An image or link to this report is often shared by social media users alongside a claim that the countries are getting rid of e-money altogether.
As things stand, Norway and Sweden have the lowest amount of cash in circulation as a percentage of GDP in the world, according to recent figures from Sveriges Riksbank, the central bank in Stockholm.
Fellow Nordic country Denmark also ranks quite low, as does the UK, while the eurozone as a whole still has significantly more cash in circulation.
But now, Sweden is encouraging citizens to use cash regularly through a variety of different measures.
Over the past few months, the defence ministry released a brochure entitled “If Crisis of War Comes” in which it advised people to keep a week’s supply of cash at home to remain prepared.
Sveriges Riksbank also said that the country needs to make sure that no one is excluded and that everyone is able to pay in the event of a large-scale crisis or war.
Norway meanwhile recently brought in legislation that fines retailers if they don’t accept cash, and also advised people to keep some cash on hand in case digital payment systems are attacked.
Nevertheless, Sveriges Riksbank told EuroVerify it’s not abandoning digital payments, and that it’s continuing with its plans to bring in an “e-krona” — a digital version of Sweden’s national currency.
Norges Bank, Norway’s central lender, also fully denied the claims that the country wants to move away from an electronic payment system and back to cash.
“Increased use of electronic payment methods has brought great benefits to society as a whole, banks, and their customers,” a spokesperson for the central bank said. “However, there is still a need for cash. Cash is not an end in itself, but has properties and functions that other payment methods and instruments do not have, and which are important to ensure an efficient and secure payment system.”
There’s no evidence that either country is trying to phase out e-money and return to a 100% cash-based society.
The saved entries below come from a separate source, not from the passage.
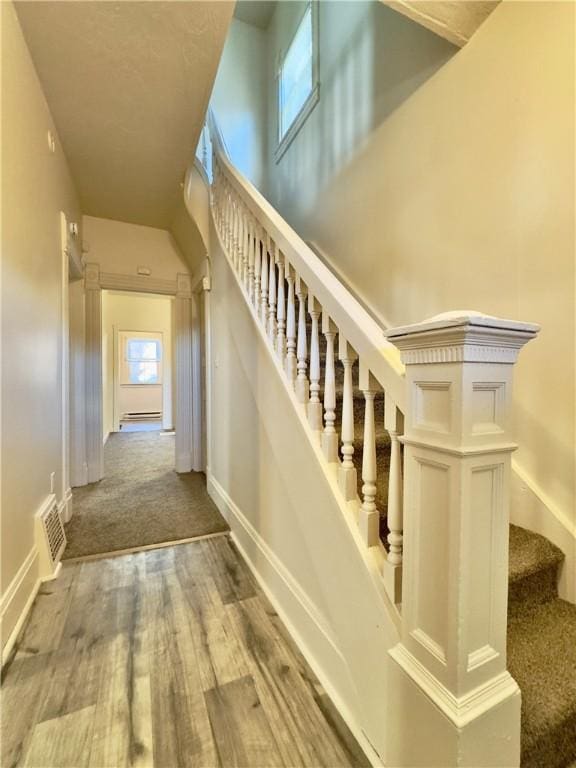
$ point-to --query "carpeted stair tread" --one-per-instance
(541, 627)
(533, 570)
(542, 660)
(530, 553)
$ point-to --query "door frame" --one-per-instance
(187, 414)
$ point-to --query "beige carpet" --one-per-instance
(141, 499)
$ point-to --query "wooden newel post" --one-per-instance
(450, 665)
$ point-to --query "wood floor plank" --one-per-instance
(22, 692)
(181, 728)
(233, 579)
(304, 736)
(199, 608)
(63, 742)
(165, 659)
(44, 628)
(241, 730)
(123, 718)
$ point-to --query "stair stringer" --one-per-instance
(269, 477)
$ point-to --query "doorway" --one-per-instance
(137, 362)
(140, 382)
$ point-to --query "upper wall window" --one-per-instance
(298, 87)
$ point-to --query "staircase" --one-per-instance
(541, 627)
(542, 651)
(352, 387)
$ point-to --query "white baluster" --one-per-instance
(264, 282)
(227, 218)
(250, 260)
(314, 405)
(272, 297)
(281, 308)
(329, 435)
(257, 268)
(368, 516)
(393, 564)
(347, 471)
(291, 363)
(302, 385)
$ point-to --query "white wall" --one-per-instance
(456, 190)
(36, 186)
(135, 312)
(239, 99)
(121, 248)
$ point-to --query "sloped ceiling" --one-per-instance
(128, 84)
(255, 12)
(455, 20)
The misleading narrative online appears to feed into fears of digital currencies, in particular the digital euro envisaged by the European Central Bank (ECB).
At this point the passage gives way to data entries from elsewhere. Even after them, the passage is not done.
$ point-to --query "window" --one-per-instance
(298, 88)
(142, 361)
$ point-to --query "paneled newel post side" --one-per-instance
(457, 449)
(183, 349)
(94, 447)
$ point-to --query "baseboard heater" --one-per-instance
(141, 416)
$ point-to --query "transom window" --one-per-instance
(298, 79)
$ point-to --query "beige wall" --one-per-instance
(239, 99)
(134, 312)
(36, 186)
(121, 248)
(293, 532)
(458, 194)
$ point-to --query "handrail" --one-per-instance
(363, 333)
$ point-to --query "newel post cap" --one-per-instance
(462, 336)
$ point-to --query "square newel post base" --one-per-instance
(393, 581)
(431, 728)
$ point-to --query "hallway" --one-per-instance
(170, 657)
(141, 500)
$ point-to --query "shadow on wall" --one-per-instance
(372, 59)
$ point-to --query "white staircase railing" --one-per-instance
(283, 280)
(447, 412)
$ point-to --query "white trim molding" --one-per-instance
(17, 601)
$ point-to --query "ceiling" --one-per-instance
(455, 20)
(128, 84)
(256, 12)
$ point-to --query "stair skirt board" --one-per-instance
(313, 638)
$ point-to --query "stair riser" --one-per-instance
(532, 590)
Opponents of the digital euro say it could damage privacy, financial control and security, and even fully supplant cash.
For example, they say that every transaction could be monitored by central authorities, leading to financial surveillance, and that the government would have more control over the currency, opening up the possibility of currency manipulation.
It’s also been suggested that the elderly or those in rural areas could lose out, as they wouldn’t have the same access to digital services as those in more urban areas.
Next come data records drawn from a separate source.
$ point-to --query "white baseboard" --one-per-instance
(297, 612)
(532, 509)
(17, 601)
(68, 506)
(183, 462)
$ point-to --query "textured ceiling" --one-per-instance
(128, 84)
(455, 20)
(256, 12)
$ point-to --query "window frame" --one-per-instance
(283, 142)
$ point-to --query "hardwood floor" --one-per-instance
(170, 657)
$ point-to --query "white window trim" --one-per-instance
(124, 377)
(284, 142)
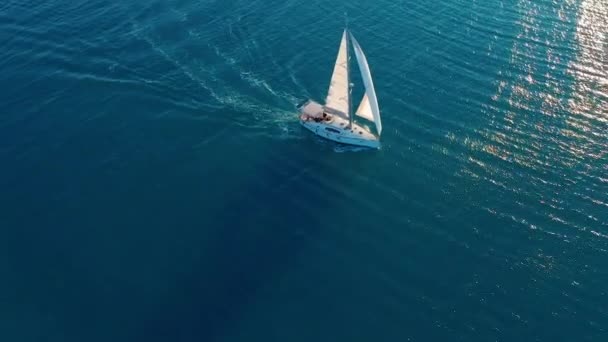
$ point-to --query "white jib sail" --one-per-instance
(365, 110)
(337, 95)
(370, 92)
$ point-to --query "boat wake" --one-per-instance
(273, 110)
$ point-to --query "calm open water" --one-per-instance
(155, 184)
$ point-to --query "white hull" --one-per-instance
(336, 129)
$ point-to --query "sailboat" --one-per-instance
(335, 120)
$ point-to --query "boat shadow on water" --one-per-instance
(257, 238)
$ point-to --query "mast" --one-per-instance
(350, 85)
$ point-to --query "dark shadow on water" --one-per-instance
(255, 241)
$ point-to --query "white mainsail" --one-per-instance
(338, 93)
(370, 92)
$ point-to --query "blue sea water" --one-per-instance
(155, 184)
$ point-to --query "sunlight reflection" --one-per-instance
(590, 98)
However, the ECB and its president, Christine Lagarde, have repeatedly said that a digital euro would complement cash, not replace it, and that it would be safe, make payments more efficient, and be easy for all to use.
“The use of cash to make payments is declining and the shift towards online shopping and digital payments is accelerating,” the ECB says. “The digital euro would be an electronic form of cash for the digitalised world. It would give consumers the option to use central bank money in a digital format, complementing banknotes and coins.”
“Like cash, the digital euro would be risk-free, widely accessible, user-friendly and free for basic use,” it continues. “Moreover, the digital euro would strengthen the strategic autonomy and monetary sovereignty of the euro area by boosting the efficiency of the European payments ecosystem as a whole, fostering innovation and increasing its resilience to potential cyberattacks or technical disruptions, such as power outages.”